Merkel's rivals go on attack over US spying
Updated: 2013-07-17 07:45
Ten weeks before German elections, Chancellor Angela Merkel's center-left rivals have gone on the attack over reports of sweeping US online surveillance and German cooperation, sparked by fugitive intelligence analyst Edward Snowden.
There is widespread disquiet over claims, reported by news weekly Der Spiegel, that the US National Security Agency has scooped up German e-mails, online chats and phone calls and shared some of it with the country's intelligence services.
The question dividing analysts is whether the public's anger could harm Merkel politically, crack the armor of the consistently popular chancellor and damage the still-healthy poll lead of her conservative Christian Democratic Union.
If more damaging information were to come to light before the Sept 22 vote, "this could come to the boil and become a central campaign topic", said political scientist Hajo Funke of Berlin's Free University. "The debate is only just beginning."

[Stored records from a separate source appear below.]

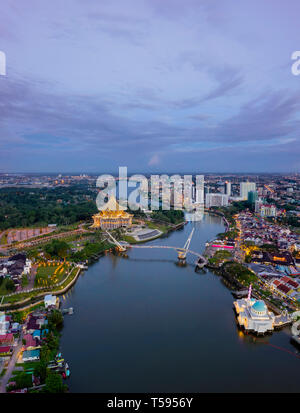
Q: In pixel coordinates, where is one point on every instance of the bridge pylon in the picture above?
(118, 245)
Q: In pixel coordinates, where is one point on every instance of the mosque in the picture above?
(254, 316)
(112, 217)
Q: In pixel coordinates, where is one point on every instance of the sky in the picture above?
(154, 85)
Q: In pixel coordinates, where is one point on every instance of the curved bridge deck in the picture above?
(178, 249)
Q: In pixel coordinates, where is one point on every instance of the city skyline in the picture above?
(155, 86)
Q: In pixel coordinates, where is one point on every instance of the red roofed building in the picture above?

Merkel's struggling rival from the Social Democratic Party, Peer Steinbrueck, has come out swinging, charging that Merkel broke her oath-of-office pledge to protect the German people from harm. He has called for a parliamentary inquiry.
In a newspaper commentary, he described the scale of reported US snooping as "dizzying" and blamed Merkel - saying she was either aware of it and complicit, or ignorant and therefore negligent.
Steinbrueck also poured scorn on what he called Merkel's vague comments on the scandal and her claim to have learned only from media reports of what he called the "millionfold breach of the basic rights" of German citizens.
Merkel has approached the thorny surveillance issue with characteristic caution. During a June visit by US President Barack Obama, she spoke of the need to find the right balance between security and freedom.